Q: Can listening to music help your workers to concentrate, or does it just provide a distraction?
A: Many people use music as a form of background noise whilst they work, because they feel that it helps them to concentrate on the task at hand. Certainly for many this may be true, and there are numerous studies that support this claim.
Some say that music can provide an added distraction, and researchers at the University of Cardiff found that students were less able to memorise lists of numbers and words when they listened to background music than when they attempted the task in silence.

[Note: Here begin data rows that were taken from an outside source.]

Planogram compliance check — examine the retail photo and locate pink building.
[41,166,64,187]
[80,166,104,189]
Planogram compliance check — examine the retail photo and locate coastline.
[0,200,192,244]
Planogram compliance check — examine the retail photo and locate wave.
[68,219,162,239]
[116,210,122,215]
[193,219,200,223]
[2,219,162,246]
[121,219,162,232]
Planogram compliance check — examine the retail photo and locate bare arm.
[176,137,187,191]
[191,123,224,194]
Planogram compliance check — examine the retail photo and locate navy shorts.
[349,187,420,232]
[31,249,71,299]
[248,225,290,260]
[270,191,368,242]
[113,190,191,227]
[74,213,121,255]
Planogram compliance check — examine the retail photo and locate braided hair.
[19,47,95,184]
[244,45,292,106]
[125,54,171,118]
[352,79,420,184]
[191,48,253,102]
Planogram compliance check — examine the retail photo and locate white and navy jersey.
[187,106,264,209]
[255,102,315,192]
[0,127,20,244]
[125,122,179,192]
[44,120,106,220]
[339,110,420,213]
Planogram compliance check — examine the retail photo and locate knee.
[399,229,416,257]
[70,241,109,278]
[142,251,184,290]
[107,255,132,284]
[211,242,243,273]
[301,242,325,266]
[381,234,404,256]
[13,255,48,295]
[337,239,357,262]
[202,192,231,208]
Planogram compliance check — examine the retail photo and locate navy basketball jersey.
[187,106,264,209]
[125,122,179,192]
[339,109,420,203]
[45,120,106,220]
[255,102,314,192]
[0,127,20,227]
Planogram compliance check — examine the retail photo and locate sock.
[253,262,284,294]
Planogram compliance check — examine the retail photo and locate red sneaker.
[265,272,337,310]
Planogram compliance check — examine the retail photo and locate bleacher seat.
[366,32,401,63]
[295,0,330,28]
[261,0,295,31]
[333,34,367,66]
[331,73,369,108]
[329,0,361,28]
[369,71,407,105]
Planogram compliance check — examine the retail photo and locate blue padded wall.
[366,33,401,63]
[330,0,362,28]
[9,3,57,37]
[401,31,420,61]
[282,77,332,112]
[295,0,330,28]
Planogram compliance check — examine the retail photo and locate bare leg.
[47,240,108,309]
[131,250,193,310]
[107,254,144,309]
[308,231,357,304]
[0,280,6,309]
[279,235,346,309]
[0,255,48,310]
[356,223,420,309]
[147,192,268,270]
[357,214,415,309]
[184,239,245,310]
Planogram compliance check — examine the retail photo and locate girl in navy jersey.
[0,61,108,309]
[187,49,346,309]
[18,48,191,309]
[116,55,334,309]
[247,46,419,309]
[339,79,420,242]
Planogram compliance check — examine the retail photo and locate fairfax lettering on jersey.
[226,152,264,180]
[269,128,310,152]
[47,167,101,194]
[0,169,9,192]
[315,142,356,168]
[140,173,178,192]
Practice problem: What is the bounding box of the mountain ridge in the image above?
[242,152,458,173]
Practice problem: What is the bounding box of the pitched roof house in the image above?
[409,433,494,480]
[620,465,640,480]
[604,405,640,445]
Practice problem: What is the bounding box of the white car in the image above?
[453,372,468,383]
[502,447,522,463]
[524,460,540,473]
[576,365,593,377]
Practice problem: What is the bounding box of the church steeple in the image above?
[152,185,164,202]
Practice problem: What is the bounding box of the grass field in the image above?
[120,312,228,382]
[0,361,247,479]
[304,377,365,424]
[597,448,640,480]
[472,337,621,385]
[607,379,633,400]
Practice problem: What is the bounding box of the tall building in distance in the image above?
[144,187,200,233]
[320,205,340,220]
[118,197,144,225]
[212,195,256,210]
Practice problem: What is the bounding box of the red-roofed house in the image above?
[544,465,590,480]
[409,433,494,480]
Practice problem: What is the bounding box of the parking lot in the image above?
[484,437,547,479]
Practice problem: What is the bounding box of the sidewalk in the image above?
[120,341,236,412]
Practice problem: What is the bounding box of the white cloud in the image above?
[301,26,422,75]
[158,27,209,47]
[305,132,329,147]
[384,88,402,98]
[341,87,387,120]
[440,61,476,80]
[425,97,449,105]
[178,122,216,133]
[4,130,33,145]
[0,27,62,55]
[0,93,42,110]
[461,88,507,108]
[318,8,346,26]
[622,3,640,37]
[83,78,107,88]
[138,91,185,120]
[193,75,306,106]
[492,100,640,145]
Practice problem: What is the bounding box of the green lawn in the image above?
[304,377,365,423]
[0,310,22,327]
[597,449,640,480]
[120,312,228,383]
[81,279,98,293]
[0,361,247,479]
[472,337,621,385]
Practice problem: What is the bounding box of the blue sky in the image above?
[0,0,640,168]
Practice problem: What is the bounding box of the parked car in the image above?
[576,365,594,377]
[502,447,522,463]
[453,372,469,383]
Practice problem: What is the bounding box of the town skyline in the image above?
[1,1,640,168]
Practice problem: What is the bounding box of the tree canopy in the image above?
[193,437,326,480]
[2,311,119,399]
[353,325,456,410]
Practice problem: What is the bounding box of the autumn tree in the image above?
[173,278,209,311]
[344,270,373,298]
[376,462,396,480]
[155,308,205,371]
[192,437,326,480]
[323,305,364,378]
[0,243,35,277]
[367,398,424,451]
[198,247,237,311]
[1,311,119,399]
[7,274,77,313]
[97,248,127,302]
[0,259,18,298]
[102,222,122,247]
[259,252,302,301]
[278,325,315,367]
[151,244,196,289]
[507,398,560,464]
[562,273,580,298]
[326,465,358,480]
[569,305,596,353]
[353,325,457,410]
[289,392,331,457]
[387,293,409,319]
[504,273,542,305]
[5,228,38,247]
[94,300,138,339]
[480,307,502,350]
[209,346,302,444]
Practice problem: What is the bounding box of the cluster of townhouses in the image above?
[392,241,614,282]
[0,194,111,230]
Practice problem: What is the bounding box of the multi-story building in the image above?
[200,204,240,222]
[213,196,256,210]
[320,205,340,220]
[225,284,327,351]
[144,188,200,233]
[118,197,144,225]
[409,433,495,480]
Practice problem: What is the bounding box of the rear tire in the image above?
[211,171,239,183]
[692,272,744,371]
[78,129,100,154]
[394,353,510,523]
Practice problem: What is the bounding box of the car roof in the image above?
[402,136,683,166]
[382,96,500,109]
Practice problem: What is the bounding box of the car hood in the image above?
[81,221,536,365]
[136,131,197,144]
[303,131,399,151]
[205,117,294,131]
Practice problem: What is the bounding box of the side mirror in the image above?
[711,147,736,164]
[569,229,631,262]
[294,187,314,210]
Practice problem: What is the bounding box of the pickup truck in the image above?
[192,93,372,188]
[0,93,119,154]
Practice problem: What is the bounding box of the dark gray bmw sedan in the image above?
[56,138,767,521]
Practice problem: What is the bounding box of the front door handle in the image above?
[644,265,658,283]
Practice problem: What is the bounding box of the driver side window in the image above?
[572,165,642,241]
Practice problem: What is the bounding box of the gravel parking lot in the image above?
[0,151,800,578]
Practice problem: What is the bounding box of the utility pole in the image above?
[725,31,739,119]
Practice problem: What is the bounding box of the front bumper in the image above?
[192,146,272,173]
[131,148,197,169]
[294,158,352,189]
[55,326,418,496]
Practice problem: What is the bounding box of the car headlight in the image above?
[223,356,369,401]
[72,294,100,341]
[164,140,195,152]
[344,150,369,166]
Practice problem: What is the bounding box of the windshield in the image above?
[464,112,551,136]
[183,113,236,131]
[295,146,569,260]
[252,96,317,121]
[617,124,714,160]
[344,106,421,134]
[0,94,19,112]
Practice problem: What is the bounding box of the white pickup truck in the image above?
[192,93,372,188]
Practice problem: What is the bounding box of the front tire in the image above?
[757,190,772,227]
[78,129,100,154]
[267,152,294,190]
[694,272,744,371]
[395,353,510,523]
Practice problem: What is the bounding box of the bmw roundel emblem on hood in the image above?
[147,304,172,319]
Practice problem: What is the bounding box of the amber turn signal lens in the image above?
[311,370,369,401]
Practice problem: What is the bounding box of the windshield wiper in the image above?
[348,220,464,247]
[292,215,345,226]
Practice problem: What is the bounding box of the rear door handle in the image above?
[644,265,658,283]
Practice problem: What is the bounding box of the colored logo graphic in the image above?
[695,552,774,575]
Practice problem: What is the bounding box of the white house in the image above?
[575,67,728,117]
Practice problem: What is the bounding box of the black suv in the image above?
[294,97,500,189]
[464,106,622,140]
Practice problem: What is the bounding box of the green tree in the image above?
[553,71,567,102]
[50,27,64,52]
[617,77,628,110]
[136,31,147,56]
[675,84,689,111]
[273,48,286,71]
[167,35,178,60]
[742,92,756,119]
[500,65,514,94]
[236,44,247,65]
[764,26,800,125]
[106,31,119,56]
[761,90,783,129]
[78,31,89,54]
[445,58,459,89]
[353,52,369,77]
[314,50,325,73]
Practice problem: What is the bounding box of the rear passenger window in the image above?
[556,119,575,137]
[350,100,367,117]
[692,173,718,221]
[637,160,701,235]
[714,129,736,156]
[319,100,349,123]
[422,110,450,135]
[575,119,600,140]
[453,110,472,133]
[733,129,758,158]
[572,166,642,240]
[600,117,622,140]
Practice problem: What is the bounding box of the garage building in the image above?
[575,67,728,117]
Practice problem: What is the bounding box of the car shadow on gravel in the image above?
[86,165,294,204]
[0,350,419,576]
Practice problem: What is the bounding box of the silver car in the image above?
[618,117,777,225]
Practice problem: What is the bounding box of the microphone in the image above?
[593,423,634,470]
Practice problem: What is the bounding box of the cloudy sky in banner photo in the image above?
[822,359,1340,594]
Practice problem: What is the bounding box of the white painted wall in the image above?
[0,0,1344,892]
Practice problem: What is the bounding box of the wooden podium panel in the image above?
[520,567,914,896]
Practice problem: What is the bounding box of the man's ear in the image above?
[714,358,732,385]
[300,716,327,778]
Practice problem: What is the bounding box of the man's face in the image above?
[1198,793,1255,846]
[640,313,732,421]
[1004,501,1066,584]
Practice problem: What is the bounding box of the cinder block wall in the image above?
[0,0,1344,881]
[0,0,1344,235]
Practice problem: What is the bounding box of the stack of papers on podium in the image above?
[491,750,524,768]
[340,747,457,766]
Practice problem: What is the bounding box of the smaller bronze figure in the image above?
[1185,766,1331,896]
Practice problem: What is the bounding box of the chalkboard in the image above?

However, research from the University of Windsor in Canada showed the opposite. They tested a group of software designers and found that the quality of their work was higher when they listened to music; they were quicker to do tasks, and reported feeling more positive too.
It would seem that music is not helpful to those who are undertaking data based tasks, but for those who are required to problem solve or think creatively it can make a marked improvement. If you are considering allowing your staff to listen to music at work, it is important to remember that everyone is different. Each member of your team will have a different way of learning, working and performing tasks. Some may benefit from music, whereas others may find it distracting. Some may enjoy upbeat music to keep them motivated, whereas others may prefer more relaxed instrumental music to focus their attention. Others may shun music entirely and opt for natural atmospheric sounds such as rainfall, bird song or the waves of ocean.
The best approach to such a strongly debated issue is not a one-size-fits-all solution, but rather to let people choose for themselves. Provide headphones for your workers and allow them to choose from a range of sounds and music. Keep an eye on their productivity, and once they are able to better customise their working environment to suit their own needs you should see an improvement in their work.